Desde o anúncio do fim do Bolsa Família,
cujos últimos pagamentos foram creditados na virada do mês, a política social
mergulhou num mar de dúvidas, que abarca população e sistema de assistência
social, especialistas e parlamentares. Na capital fluminense, nesta semana, as
unidades do Centro de Referência em Assistência Social (Cras ) em dez áreas do
Rio viram a demanda por atendimento triplicar, principalmente nos bairros da
Zona Oeste e nos conjuntos de favelas da Zona Norte, caso da Maré e dos
complexos do Alemão e do Chapadão.
— Fazíamos 70 cadastros por dia em média. Nos últimos dias, os Cras amanhecem com filas de 200 pessoas —, contou a secretária municipal de Assistência Social, Laura Carneiro.
Tanto beneficiários do Bolsa Família quanto
pessoas que receberam o Auxílio Emergencial e querem se inscrever no Cadastro
Único estão lotando os pontos de atendimento da prefeitura. Saem, em grande
parte dos casos, sem informação. O Ministério da Cidadania informou que, neste
mês, “aproximadamente 14,5 milhões de famílias serão atendidas” (com repasse
médio de R$ 217), sem especificar o total por estado ou município. Em dezembro,
o total de famílias cobertas com o Auxílio Brasil passará a 17 milhões (50
milhões de pessoas), número suficiente para zerar a fila de espera do programa.

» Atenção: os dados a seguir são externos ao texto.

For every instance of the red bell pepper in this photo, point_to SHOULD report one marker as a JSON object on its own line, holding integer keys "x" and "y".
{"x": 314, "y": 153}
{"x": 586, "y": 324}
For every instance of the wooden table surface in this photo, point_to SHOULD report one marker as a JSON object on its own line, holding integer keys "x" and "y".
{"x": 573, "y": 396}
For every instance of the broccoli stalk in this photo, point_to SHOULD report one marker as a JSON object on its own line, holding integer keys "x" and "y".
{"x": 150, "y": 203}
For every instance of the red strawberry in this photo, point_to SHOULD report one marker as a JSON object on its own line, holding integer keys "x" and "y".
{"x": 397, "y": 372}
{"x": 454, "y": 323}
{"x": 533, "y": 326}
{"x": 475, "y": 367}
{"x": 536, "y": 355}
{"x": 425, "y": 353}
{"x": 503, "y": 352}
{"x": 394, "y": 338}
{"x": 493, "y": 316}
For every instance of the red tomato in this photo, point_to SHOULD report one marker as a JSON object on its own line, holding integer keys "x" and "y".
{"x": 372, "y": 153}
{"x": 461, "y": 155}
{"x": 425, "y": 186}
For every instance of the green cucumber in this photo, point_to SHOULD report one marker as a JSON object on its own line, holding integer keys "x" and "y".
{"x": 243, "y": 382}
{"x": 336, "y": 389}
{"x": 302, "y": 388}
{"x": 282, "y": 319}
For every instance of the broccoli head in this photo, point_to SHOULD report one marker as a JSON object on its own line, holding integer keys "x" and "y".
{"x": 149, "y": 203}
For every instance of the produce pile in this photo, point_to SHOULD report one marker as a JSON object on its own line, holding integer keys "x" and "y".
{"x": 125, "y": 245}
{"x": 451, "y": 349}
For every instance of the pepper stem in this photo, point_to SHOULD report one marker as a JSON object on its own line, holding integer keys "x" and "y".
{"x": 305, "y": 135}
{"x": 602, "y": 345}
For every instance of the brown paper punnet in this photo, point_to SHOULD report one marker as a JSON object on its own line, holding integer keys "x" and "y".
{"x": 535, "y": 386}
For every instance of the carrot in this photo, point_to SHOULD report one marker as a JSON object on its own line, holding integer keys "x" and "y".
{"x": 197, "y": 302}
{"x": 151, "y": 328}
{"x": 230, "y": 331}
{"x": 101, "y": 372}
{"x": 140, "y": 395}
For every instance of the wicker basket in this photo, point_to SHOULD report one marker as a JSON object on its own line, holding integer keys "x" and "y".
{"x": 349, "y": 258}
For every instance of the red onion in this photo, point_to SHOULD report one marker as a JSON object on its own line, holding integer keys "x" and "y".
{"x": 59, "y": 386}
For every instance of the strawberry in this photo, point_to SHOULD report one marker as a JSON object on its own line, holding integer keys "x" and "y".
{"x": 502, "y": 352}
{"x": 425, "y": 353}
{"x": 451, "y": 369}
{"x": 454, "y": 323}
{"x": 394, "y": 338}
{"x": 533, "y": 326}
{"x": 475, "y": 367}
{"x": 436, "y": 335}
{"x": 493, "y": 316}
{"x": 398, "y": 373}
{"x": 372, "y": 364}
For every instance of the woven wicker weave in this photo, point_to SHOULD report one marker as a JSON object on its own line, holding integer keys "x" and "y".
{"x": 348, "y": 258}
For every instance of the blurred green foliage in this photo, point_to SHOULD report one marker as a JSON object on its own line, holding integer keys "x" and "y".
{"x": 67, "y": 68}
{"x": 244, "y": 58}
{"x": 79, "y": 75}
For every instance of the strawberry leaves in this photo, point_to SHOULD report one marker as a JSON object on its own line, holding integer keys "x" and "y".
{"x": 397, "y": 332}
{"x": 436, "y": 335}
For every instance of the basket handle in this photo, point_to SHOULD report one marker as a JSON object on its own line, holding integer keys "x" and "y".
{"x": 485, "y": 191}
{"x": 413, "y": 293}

Ano que vem, de eleição presidencial, a intenção é pagar R$ 400 de janeiro a
dezembro.
— O governo nem sequer apresentou as contas
que o levaram a esse desenho, nem o impacto esperado em redução da pobreza ou
da desigualdade, coisas básicas em política social. Por que pagar R$ 400 a 17
milhões, não R$ 350 a 20 milhões de famílias? Não sabemos — analisou a
socióloga Letícia Bartholo, especialista em políticas públicas e gestão
governamental.
Há um rastro de interrogações pelo caminho.
Como não houve diálogo, reuniões, informações trocadas com governos estaduais e
municipais, as equipes locais não têm condições de prestar esclarecimentos à
população. As prefeituras também não tiveram acesso à base do Auxílio
Emergencial para efetuar o cruzamento de dados.

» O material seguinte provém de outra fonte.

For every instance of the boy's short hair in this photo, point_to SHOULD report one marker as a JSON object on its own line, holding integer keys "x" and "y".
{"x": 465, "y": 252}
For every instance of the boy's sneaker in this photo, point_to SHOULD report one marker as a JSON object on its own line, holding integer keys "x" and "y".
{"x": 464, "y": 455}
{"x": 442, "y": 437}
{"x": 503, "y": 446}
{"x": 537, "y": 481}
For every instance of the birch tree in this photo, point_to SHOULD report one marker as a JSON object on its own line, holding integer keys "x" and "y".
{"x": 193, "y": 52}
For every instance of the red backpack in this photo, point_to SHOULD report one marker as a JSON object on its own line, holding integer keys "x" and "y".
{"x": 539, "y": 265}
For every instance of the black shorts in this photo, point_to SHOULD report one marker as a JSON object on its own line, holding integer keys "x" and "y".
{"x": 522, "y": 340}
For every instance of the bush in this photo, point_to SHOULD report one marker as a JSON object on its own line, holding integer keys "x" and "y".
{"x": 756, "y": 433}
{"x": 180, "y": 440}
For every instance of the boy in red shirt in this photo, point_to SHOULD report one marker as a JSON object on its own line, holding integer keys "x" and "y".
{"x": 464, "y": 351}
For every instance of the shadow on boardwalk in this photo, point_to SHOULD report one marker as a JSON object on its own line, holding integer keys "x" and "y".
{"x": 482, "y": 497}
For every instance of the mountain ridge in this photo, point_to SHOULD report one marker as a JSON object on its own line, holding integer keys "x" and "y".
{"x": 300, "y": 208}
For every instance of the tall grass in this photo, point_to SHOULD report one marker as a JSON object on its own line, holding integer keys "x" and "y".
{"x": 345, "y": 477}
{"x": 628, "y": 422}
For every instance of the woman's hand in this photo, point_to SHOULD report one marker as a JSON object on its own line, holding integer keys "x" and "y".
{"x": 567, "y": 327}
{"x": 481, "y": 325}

O Bolsa Família foi uma política orientada
aos arranjos familiares, sobretudo com crianças, gestantes e nutrizes; o
auxílio de enfrentamento à pandemia, a indivíduos. Ainda segundo o Ministério
da Cidadania, o Auxílio Emergencial atendeu 39,4 milhões de pessoas em 2021,
dos quais 34,4 milhões receberam a última parcela. Do total, 9,3 milhões
estavam no Bolsa Família, 4,5 milhões no Cadastro Único e 20,5 milhões
habilitaram-se pelo aplicativo da Caixa. Significa que, em novembro, 25 milhões
de brasileiros estão sem proteção social.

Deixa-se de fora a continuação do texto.